Which one of the following is an example of level II evidence-based medicine?

Expert opinion

Case series

Cohort study with a low risk of confounding or bias

Systematic review of randomised controlled trials (RCT)

Individualised RCT with a narrow confidence interval

Explanation

Cohort study with a low risk of confounding or bias

This is correct. This is regarded as level II evidence rather than level I because of the high risk of confounding or bias. In level I research (randomised control trials), subjects are randomised to either treatment or control groups thereby eliminating known bias. However, in a cohort study this is not the case and therefore bias can reduce the validity of the results. It is, however, still a higher level of research than case series as it is analytical and involves the testing of a hypothesis.

Expert opinion

Expert opinion is the lowest form of evidence-based medicine referred to as level V evidence because it is not based on any formal research methodology.

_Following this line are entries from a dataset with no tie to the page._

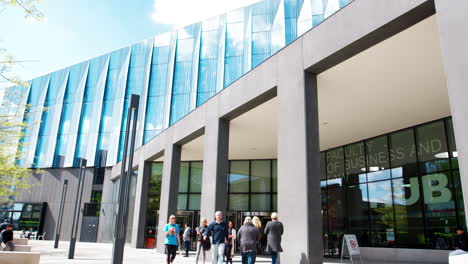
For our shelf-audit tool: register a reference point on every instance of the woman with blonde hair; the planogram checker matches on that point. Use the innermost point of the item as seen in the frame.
(202, 245)
(172, 241)
(258, 224)
(248, 236)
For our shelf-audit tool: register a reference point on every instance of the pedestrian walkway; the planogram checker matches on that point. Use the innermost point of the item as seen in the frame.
(101, 253)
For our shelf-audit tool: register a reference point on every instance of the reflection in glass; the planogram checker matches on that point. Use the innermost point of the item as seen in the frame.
(457, 187)
(439, 206)
(182, 202)
(238, 202)
(355, 163)
(274, 173)
(194, 202)
(260, 202)
(408, 214)
(358, 208)
(377, 159)
(335, 167)
(239, 176)
(196, 174)
(381, 213)
(260, 173)
(184, 176)
(432, 147)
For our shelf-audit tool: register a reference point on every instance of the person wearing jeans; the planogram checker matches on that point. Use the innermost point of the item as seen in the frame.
(273, 231)
(7, 239)
(200, 241)
(171, 232)
(248, 237)
(187, 239)
(218, 231)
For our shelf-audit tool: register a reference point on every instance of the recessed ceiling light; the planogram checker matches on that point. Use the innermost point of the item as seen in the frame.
(442, 155)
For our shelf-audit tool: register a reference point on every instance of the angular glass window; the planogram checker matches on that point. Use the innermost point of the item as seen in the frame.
(260, 202)
(382, 216)
(194, 202)
(182, 202)
(358, 212)
(274, 175)
(403, 154)
(432, 147)
(408, 213)
(184, 176)
(238, 202)
(355, 163)
(439, 205)
(260, 176)
(452, 144)
(335, 167)
(378, 165)
(239, 176)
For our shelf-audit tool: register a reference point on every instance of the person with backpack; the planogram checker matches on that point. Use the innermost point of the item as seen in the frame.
(218, 231)
(172, 241)
(187, 239)
(273, 231)
(7, 239)
(230, 246)
(202, 244)
(248, 237)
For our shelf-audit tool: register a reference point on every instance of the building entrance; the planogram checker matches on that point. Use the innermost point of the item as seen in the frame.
(237, 219)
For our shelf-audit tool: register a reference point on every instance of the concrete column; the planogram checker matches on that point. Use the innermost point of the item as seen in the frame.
(169, 189)
(141, 203)
(298, 160)
(453, 20)
(215, 166)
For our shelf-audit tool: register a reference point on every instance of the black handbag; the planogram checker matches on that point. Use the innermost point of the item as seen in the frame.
(206, 244)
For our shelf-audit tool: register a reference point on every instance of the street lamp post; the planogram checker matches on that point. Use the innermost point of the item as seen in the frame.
(76, 214)
(124, 190)
(60, 216)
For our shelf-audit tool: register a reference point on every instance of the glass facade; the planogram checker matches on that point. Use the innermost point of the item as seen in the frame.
(190, 185)
(252, 185)
(24, 216)
(173, 73)
(397, 190)
(400, 190)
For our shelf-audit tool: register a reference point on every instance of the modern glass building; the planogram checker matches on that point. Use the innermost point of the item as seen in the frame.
(398, 190)
(78, 112)
(345, 117)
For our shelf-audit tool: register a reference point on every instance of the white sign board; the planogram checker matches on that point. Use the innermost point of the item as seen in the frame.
(352, 244)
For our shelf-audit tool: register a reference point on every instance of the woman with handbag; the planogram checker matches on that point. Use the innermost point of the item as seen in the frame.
(202, 245)
(230, 246)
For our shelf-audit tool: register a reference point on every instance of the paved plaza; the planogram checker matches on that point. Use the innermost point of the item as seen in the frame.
(100, 253)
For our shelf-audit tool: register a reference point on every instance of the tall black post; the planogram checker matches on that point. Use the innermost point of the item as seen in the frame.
(76, 214)
(59, 221)
(124, 190)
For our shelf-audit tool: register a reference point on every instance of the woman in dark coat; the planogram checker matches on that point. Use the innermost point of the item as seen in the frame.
(273, 231)
(248, 236)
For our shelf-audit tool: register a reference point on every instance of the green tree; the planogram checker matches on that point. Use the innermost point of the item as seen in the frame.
(14, 179)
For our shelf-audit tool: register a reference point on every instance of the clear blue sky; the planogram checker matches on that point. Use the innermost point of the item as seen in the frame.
(76, 30)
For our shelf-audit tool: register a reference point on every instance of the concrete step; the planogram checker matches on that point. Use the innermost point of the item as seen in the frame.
(12, 257)
(22, 248)
(20, 241)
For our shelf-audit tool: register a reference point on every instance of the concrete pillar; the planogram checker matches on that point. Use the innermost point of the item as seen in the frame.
(141, 203)
(169, 189)
(215, 166)
(453, 20)
(298, 160)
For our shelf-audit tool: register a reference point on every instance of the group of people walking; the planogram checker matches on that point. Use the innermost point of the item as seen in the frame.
(220, 237)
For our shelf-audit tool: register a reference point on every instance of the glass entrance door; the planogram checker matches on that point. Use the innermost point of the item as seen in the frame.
(237, 219)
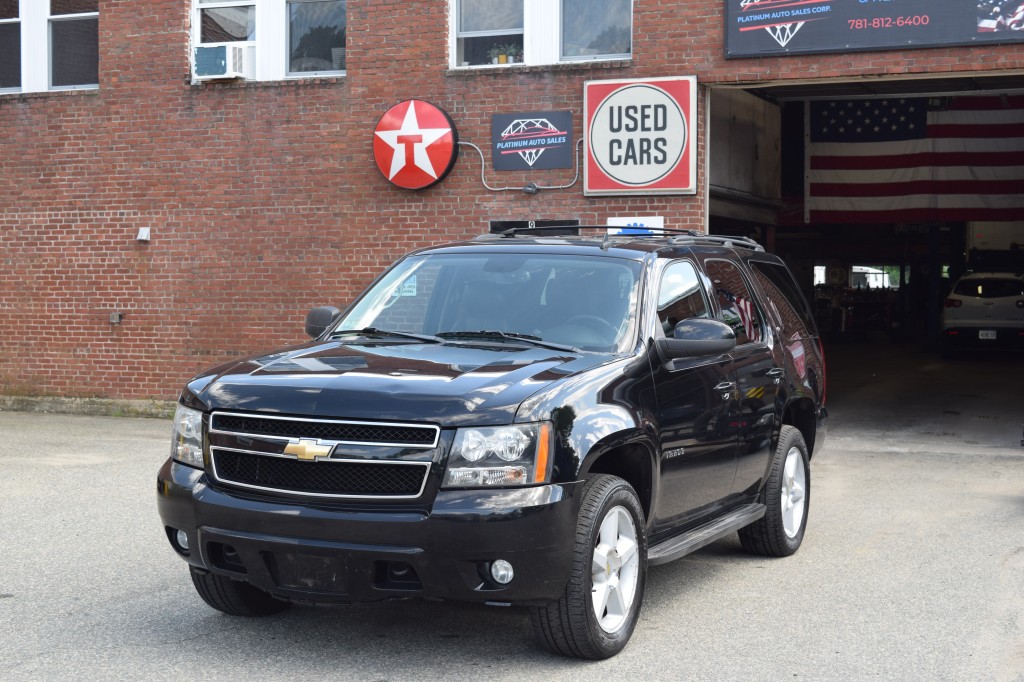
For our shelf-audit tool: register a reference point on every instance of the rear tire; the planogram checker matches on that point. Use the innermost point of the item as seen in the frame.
(235, 597)
(598, 611)
(786, 496)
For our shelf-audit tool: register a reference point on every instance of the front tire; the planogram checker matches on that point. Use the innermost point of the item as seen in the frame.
(598, 611)
(235, 597)
(786, 497)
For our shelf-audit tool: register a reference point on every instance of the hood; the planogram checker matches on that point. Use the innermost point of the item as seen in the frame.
(446, 384)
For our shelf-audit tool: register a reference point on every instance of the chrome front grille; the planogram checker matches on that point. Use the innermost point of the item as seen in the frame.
(253, 452)
(366, 433)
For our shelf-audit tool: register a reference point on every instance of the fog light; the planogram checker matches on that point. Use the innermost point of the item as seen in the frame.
(502, 571)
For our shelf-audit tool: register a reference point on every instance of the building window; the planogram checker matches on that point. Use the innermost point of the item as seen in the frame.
(74, 43)
(10, 45)
(226, 22)
(489, 31)
(283, 38)
(315, 36)
(49, 45)
(596, 29)
(540, 32)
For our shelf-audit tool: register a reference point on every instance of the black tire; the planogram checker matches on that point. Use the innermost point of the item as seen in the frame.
(235, 597)
(768, 536)
(570, 626)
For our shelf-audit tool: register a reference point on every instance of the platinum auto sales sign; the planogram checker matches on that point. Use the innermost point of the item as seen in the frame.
(640, 136)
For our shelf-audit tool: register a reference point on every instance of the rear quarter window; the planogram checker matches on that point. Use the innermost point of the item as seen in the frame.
(783, 294)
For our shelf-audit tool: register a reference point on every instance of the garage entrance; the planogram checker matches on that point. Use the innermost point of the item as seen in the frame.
(879, 194)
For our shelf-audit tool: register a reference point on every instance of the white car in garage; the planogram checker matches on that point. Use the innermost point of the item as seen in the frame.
(984, 310)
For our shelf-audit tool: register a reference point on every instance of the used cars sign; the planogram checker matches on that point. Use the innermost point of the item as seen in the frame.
(639, 136)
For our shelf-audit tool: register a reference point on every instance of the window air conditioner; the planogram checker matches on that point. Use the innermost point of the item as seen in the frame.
(220, 61)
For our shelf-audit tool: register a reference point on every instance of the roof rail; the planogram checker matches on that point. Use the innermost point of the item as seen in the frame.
(742, 242)
(678, 237)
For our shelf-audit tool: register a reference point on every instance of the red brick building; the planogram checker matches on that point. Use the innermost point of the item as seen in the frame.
(261, 194)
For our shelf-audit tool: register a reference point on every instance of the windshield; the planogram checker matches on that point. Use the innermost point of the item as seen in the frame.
(989, 287)
(584, 302)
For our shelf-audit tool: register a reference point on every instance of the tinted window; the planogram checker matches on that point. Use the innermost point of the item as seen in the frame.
(75, 48)
(738, 309)
(784, 295)
(680, 297)
(584, 302)
(10, 55)
(989, 287)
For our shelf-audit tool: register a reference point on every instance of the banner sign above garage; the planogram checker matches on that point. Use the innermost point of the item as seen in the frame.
(762, 28)
(640, 136)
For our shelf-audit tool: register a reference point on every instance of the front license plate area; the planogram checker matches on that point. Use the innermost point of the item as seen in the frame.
(308, 571)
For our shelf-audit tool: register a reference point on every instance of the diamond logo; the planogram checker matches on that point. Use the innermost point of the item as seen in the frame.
(531, 136)
(781, 33)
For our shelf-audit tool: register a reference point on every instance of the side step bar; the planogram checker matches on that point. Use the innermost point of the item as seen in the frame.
(691, 541)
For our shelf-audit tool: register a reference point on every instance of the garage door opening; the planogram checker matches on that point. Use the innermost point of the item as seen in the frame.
(879, 195)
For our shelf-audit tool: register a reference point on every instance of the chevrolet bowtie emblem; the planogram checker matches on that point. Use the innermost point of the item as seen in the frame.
(308, 450)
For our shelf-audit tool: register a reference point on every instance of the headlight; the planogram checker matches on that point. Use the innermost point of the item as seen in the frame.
(186, 436)
(500, 456)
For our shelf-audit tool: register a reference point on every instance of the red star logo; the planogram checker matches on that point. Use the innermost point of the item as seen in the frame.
(415, 144)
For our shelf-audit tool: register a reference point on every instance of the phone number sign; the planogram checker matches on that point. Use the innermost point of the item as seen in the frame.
(760, 28)
(640, 136)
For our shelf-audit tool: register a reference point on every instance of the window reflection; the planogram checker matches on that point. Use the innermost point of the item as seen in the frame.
(596, 28)
(316, 36)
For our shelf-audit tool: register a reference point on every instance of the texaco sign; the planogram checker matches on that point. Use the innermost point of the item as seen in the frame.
(640, 136)
(415, 144)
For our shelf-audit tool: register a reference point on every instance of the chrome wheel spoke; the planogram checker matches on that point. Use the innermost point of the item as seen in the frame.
(609, 529)
(600, 598)
(614, 566)
(599, 565)
(617, 606)
(627, 550)
(794, 493)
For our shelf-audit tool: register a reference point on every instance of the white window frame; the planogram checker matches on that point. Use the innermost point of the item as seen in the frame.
(542, 37)
(34, 15)
(267, 57)
(54, 18)
(17, 20)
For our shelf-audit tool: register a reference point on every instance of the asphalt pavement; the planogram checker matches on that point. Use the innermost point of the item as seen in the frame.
(912, 565)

Case series This is referred to as level IV evidence. It is a better form of evidence-based medicine than expert opinion as it often involves more subjects. However, it is still referred to as descriptive research, rather than analytical research, as it does not test a hypothesis to look for cause and effect.

Systematic review of randomised controlled trials (RCT)

This option is the highest form of evidence-based medicine regarded as level 1A evidence.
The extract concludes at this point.